A Message from IAFOR Education Conference Chair, Professor Sue Jackson

IAFOR’s International Director of Programme for Education, Professor Sue Jackson (Birkbeck, University of London), discusses IAFOR’s Education conferences.

IAFOR’s education conferences are held across three continents, attracting more than 2,000 delegates a year from more than 100 countries. Education as an (inter)discipline drives the purpose of the forum by bringing alive the notions of the international, the intercultural and the interdisciplinary through scholarly, political, and personal encounters with some of the most important academics and practitioners working in the field, as well as the thought leaders of tomorrow.

Our education conferences are organised in partnership with some of the world’s most prestigious universities and schools of education, including Birkbeck, University of London, Waseda University, Moscow State University, University of Sussex, University of Indonesia and Virginia Tech.

Our conferences have included featured addresses by teachers and academics, university presidents, government ministers, journalists, and policy makers, as well as academic fora around some of the pressing issues in the fields of education.

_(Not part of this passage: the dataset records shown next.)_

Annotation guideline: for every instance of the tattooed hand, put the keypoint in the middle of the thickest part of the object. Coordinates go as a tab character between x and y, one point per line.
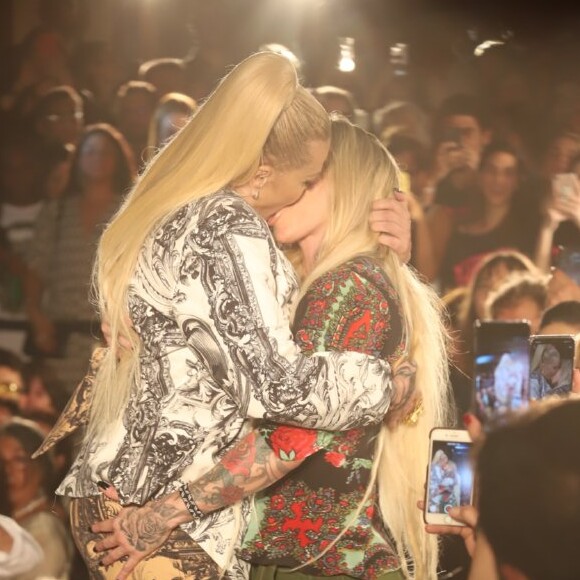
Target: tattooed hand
406	396
136	532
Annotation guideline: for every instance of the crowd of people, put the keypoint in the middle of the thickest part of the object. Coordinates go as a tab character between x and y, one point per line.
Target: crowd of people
273	279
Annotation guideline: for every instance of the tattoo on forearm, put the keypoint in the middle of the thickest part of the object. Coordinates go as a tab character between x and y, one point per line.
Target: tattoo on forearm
247	468
404	383
146	528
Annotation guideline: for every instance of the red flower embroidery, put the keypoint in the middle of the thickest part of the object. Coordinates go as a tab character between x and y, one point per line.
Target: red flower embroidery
334	458
293	443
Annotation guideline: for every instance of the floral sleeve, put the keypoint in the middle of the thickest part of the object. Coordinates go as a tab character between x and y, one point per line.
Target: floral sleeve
352	309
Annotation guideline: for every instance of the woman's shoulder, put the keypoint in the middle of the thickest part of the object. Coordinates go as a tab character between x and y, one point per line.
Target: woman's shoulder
225	211
363	274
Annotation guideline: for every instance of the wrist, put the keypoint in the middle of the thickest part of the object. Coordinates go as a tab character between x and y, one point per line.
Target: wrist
186	500
549	225
178	513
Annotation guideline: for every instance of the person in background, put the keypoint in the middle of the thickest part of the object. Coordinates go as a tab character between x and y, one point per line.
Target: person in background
335	99
528	474
29	491
460	133
61	257
491	273
342	263
562	318
560	220
59	116
167	75
499	218
19	551
544	376
171	114
12	383
188	271
520	297
134	106
98	74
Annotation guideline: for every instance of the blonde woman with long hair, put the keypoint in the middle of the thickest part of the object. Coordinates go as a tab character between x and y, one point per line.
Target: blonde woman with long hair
329	516
189	274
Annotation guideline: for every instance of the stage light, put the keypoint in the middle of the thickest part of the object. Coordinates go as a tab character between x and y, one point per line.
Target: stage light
399	56
346	59
480	49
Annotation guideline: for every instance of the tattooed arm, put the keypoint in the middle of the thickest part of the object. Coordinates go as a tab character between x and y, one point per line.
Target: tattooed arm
251	465
136	532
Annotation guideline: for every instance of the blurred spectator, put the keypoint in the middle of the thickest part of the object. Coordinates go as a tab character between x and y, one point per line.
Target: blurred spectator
21	193
98	72
520	297
59	116
561	288
460	133
402	118
487	278
19	551
57	288
529	511
563	318
498	219
42	392
134	107
335	99
30	485
561	218
58	159
167	75
170	115
559	150
43	54
11	384
412	157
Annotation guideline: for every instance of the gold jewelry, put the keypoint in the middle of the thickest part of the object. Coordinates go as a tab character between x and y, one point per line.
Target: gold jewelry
413	416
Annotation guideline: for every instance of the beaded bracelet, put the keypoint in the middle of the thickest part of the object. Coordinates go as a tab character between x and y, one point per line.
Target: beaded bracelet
190	503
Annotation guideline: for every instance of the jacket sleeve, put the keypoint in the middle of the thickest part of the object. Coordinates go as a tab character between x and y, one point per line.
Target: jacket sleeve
234	268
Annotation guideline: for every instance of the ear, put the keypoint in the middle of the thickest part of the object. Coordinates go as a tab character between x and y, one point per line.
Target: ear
486	137
263	174
509	572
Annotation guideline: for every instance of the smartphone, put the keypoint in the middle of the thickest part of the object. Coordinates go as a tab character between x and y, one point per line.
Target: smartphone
567	259
399	58
551	364
565	185
449	475
501	368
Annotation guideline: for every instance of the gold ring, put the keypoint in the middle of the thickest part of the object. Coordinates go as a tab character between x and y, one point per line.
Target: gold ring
413	417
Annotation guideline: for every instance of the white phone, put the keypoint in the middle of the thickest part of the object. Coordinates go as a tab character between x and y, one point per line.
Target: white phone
449	475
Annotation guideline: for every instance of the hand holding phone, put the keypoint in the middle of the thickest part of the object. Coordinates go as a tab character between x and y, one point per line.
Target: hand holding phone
502	368
449	475
551	365
564	203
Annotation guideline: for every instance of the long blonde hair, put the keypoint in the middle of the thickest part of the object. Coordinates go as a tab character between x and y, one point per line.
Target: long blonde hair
362	171
258	112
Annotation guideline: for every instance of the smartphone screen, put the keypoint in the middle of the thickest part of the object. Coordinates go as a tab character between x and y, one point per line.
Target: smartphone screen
551	365
567	259
449	475
564	185
502	368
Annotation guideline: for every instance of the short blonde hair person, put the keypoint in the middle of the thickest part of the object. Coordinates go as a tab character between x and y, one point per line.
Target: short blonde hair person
362	171
257	113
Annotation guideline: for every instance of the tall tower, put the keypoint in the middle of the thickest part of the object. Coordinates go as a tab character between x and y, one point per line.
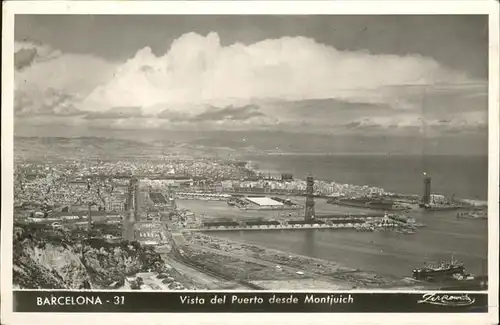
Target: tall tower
426	199
309	213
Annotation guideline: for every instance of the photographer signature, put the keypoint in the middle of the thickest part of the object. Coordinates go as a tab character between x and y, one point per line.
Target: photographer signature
446	299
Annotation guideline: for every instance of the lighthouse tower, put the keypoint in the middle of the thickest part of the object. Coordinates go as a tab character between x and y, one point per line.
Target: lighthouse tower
309	213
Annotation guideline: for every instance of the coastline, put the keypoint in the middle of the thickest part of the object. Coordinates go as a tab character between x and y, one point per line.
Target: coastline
301	271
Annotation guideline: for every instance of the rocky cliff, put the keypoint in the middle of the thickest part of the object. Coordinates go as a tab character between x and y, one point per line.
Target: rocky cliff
54	259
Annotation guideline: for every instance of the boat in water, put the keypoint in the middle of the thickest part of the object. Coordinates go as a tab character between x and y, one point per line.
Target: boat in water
442	270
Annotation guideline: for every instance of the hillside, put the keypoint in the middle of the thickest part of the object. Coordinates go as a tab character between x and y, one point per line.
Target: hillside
48	259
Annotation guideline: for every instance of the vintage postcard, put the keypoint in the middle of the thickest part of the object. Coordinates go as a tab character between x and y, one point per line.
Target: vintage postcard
173	162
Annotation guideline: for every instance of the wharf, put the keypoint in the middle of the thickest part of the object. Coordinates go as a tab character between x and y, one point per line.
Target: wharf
273	227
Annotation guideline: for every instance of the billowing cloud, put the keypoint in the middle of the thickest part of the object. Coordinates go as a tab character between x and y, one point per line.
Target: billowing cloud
50	82
288	82
199	69
116	113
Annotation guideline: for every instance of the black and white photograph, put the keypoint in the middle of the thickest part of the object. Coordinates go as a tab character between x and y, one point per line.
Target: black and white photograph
204	153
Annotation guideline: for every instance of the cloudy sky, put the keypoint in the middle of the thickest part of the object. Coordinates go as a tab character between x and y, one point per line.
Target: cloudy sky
369	75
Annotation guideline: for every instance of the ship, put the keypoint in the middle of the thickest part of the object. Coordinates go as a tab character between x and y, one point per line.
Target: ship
440	207
443	270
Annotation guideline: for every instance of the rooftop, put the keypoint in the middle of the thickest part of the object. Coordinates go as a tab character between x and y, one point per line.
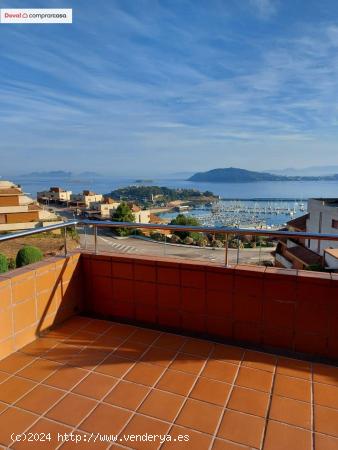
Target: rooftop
93	376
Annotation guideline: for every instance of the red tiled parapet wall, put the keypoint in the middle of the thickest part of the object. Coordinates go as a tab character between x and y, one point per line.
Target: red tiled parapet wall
35	297
273	308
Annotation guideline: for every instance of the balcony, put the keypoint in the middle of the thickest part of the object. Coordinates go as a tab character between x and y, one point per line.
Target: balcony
105	345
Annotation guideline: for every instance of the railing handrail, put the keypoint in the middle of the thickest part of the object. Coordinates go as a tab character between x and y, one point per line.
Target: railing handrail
218	230
154	226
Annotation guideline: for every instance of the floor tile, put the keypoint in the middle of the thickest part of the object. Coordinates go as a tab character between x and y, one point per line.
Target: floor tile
249	401
162	405
186	439
242	428
88	358
72	409
227	353
43	427
169	341
292	387
14	388
105	419
291	411
40	399
220	371
144	336
98	326
107	341
200	416
211	391
15	362
137	426
114	366
326	420
324	442
280	436
127	395
95	385
62	353
176	382
323	374
220	444
142	373
131	350
121	331
258	360
14	421
66	377
160	356
4	376
39	369
294	368
325	395
39	346
85	443
197	347
188	363
254	379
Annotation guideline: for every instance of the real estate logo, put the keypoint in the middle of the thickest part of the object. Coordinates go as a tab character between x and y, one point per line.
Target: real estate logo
42	15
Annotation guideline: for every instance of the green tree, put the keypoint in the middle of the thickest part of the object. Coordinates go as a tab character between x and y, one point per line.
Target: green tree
123	214
182	219
3	263
28	255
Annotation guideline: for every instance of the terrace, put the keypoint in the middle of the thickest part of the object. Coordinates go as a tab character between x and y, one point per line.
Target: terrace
240	357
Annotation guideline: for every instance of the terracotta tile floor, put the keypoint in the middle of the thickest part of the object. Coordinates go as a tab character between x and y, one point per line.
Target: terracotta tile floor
90	377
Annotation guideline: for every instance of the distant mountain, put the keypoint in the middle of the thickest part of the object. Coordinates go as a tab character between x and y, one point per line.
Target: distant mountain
306	171
235	175
88	174
51	174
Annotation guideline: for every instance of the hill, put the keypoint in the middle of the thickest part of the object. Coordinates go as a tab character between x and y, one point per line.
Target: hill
235	175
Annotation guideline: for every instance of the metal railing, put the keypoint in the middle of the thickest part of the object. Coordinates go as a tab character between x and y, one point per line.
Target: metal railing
225	231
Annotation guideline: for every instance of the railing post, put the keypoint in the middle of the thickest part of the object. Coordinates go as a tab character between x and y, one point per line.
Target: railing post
237	259
95	239
226	250
65	241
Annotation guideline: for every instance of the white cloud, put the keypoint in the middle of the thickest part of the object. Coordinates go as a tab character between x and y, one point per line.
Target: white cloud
264	8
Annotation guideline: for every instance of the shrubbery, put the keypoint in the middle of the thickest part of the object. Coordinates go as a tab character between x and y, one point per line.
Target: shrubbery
28	255
3	263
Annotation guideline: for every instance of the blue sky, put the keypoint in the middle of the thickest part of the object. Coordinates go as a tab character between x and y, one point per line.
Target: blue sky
151	87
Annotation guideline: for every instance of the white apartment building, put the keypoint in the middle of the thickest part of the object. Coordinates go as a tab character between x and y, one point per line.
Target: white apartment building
323	218
55	194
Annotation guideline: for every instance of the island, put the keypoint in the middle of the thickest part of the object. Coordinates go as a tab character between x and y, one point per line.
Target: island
236	175
160	195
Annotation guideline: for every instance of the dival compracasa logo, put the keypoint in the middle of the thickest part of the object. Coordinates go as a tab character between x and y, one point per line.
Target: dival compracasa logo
42	15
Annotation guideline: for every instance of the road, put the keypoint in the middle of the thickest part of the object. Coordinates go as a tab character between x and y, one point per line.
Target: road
134	246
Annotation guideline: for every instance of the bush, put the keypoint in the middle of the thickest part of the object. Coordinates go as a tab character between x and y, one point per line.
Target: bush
157	236
28	255
11	263
175	239
188	240
217	243
3	263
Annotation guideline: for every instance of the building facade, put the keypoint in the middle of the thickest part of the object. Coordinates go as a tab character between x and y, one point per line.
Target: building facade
19	212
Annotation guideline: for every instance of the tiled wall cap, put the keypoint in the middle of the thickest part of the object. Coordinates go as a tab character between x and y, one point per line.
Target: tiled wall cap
249	271
280	271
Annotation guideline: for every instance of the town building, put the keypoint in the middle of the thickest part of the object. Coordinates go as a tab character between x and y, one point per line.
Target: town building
19	212
88	199
54	195
298	253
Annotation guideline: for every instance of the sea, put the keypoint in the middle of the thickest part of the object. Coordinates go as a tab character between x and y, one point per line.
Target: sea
266	203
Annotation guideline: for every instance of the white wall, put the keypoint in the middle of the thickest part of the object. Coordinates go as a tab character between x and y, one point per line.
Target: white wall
320	221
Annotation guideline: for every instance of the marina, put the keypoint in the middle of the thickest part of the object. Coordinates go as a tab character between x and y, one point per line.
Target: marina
259	214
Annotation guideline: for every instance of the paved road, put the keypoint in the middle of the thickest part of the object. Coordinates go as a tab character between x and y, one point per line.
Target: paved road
130	245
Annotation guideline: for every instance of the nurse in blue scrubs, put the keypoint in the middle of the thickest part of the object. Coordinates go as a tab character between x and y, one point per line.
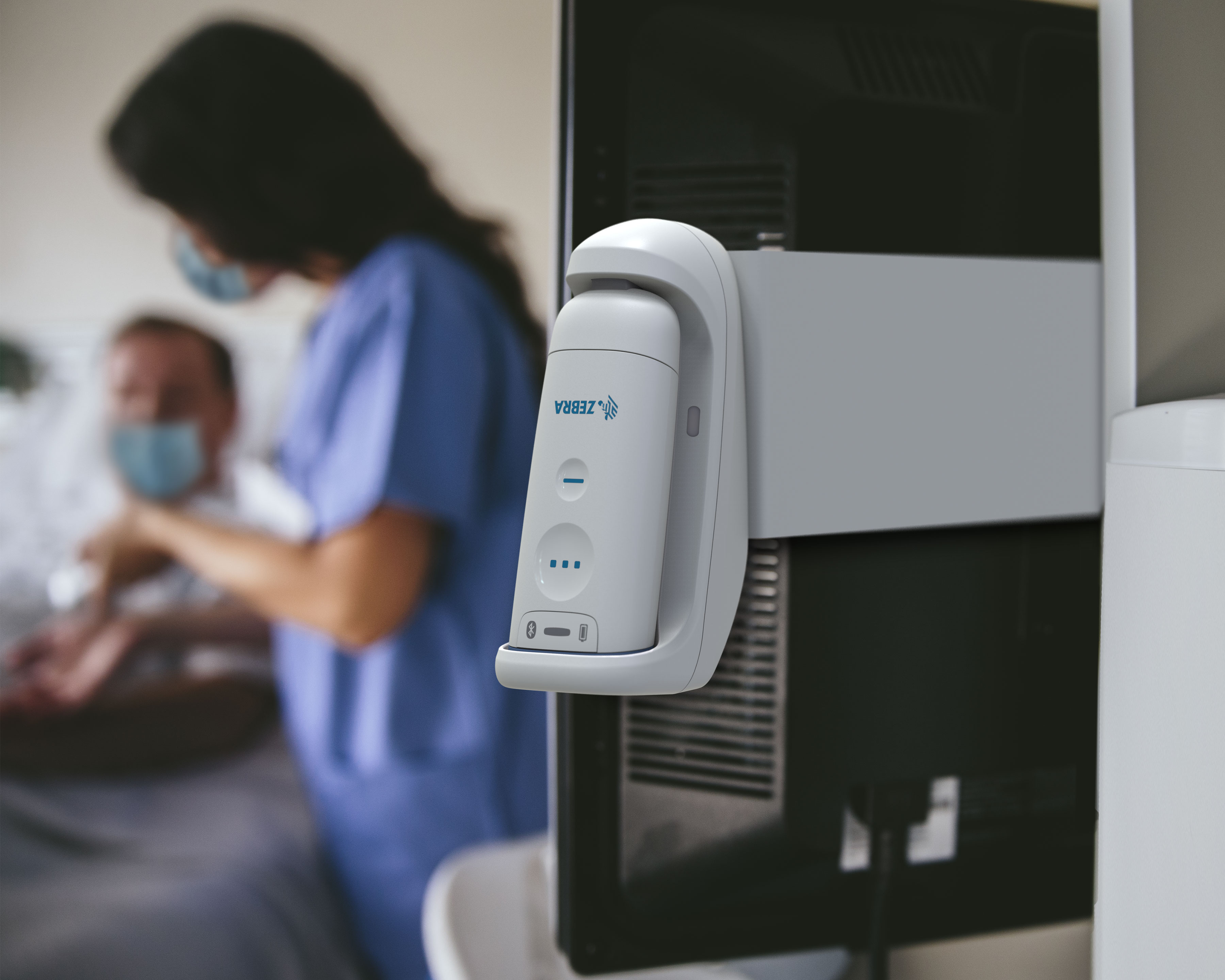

We invite you to use the IAFOR platform to share and test your ideas with scholars around the world, and to join us very soon at one of our education conferences.


Professor Sue Jackson

Sue Jackson is Pro-Vice-Master (Vice-President) for Learning and Teaching, Professor of Lifelong Learning and Gender and Director of Birkbeck Institute for Lifelong Learning at Birkbeck University of London. She publishes widely in the field of gender and lifelong learning, with a particular focus on identities.

Sue’s recent publications include Innovations in Lifelong Learning: Critical Perspectives on Diversity, Participation and Vocational Learning (Routledge, 2011); Gendered Choices: Learning, Work, Identities in Lifelong Learning (Springer, 2011, with Irene Malcolm and Kate Thomas); and Lifelong Learning and Social Justice (NIACE, 2011).